Há um salto no tempo e vemos o detetive Harry Hole (Michael Fassbender, sempre excelente ator) tentando voltar à boa forma, prejudicada pelo seu vício com a bebida, que fez com que perdesse sua mulher Rakel (Charlotte Gainsbourg). E a oportunidade de redimir-se aparece quando uma policial, Katrine Bratt (Rebecca Ferguson), vinda de Bergen, precisa de ajuda para seguir a pista de mulheres desaparecidas.

Na verdade, tais mulheres tidas como desaparecidas foram assassinadas de modo cruel por um “serial killer”, que tem como assinatura um boneco de neve, sempre encontrado no local do crime. Tem grãos de café na boca, qual dentes pretos e olhinhos cruéis. Outras mulheres terão o mesmo fim durante o filme.

A bela detetive companheira de Harry é corajosa e vai atrás de pistas que incriminariam homens poderosos de Oslo. Uma clínica médica e um empresário milionário estão em sua mira.

O diretor Tomas Alfredson se saiu muito bem no encantador “Deixa ela entrar” de 2008, com a história de uma menina vampira e assinou “O Espião Que Sabia Demais”. Nesse “Boneco de Neve”, adaptado do best-seller de Jo Nesbo, sentimos que falta continuidade à história que é contada, deixando o espectador às vezes perdido. A montagem de Thelma Schoonmaker faz cortes abruptos, o que agrega uma sensação de confusão.

Em entrevistas, o diretor responde às críticas negativas sobre o filme, dizendo:

“Nosso tempo de filmagem na Noruega foi muito curto e ainda não tínhamos a história toda e quando começamos a edição descobrimos que faltava filmar muita coisa.

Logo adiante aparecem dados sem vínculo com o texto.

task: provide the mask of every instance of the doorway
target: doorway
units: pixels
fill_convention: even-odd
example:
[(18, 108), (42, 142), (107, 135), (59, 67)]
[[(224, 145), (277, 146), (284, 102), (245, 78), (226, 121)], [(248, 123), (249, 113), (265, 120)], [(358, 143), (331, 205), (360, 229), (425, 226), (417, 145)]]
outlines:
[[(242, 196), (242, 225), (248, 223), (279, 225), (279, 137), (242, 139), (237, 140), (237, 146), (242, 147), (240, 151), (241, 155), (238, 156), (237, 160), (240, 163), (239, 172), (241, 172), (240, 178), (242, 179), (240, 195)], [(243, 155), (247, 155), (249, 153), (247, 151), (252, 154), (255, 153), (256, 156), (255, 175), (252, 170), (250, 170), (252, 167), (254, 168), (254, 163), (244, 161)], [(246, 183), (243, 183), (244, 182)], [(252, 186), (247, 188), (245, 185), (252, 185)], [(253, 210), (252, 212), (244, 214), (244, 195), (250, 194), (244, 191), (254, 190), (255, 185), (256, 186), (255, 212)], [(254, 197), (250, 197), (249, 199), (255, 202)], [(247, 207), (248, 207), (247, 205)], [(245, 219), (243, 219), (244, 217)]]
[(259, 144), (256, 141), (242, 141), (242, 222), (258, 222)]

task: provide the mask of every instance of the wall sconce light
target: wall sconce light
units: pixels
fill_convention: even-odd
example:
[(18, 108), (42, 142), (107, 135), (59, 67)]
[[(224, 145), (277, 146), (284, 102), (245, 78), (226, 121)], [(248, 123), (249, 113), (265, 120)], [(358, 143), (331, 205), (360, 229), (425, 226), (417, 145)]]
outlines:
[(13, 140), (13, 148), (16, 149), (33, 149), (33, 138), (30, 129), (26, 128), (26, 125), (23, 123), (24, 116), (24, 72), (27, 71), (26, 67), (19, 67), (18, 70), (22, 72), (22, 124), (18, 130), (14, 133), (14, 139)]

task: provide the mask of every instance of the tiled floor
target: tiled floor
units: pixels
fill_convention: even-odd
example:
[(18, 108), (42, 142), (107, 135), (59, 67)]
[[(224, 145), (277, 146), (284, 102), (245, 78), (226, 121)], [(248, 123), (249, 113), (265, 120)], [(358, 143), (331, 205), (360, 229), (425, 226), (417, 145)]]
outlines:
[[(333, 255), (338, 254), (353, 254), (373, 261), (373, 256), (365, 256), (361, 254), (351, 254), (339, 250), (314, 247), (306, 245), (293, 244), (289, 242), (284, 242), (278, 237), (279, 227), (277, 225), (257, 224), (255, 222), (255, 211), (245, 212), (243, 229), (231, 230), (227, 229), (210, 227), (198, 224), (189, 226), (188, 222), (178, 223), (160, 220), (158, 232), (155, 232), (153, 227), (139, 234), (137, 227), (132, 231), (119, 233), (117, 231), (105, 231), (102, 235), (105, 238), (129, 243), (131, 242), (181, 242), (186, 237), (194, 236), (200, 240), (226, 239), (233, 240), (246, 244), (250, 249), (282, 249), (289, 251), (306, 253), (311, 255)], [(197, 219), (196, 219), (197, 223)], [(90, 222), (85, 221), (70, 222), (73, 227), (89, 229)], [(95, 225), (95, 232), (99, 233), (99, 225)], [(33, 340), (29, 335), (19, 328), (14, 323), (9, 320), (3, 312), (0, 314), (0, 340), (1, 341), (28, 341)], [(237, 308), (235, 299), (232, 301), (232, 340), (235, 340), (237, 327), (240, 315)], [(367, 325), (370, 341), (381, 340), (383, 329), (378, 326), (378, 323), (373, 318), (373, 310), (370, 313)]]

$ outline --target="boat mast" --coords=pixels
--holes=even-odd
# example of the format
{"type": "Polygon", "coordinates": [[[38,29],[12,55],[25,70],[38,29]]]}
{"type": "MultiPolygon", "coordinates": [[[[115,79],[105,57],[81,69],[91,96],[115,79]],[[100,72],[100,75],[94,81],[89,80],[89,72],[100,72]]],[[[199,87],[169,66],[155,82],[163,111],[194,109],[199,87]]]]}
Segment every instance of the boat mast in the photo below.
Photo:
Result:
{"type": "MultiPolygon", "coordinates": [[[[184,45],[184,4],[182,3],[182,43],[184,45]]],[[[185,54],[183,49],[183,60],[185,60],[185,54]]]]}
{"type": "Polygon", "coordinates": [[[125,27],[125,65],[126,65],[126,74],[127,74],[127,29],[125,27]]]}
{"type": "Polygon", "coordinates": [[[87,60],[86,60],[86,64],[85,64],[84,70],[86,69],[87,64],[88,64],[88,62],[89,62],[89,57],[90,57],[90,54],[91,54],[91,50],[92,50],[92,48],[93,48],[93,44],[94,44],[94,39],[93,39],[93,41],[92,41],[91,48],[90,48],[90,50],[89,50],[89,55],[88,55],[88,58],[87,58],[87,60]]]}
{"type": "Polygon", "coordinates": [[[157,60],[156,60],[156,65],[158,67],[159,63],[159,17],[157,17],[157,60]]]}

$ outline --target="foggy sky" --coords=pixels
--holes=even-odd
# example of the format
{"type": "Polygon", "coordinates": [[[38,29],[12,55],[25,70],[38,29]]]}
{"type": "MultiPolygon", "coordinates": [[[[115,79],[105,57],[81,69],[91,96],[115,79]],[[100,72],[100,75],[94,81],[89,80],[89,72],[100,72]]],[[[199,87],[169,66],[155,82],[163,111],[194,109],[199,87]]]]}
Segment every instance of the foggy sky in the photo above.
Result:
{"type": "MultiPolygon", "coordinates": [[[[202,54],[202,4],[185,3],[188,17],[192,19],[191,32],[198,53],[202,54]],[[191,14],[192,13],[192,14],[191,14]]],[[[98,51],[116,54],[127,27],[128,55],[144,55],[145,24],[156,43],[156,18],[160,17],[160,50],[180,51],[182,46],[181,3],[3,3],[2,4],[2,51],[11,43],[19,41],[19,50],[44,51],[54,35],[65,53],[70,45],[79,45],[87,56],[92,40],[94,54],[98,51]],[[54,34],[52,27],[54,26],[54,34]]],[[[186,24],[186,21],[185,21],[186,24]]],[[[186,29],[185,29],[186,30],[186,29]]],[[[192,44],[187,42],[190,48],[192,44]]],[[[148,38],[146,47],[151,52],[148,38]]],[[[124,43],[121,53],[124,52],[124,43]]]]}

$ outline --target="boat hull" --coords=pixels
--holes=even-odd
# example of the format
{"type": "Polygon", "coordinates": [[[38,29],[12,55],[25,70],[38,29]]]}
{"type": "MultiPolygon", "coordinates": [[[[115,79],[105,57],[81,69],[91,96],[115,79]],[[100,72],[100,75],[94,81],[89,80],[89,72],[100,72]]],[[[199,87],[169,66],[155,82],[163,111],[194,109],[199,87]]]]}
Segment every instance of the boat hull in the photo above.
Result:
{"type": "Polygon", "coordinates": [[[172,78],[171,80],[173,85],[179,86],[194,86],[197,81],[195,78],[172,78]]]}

Foi como se tivéssemos feito um grande “puzzle” e algumas peças estivessem faltando, o que faz com que não se veja a figura inteira. ” Assim, cenas adicionais tiveram que ser filmadas na primavera em Oslo.

A explicação do diretor esclarece essa sensação de descontinuidade, que é uma pena, porque o resultado são personagens rasos que impedem a possibilidade do espectador entrar mais emocionalmente na história.

No entanto, “Boneco de Neve”, com todos os seus defeitos, é entretenimento de muito melhor qualidade quando pensamos nos roteiros pobrinhos dos filmes de super-heróis que atravancam os cinemas da cidade.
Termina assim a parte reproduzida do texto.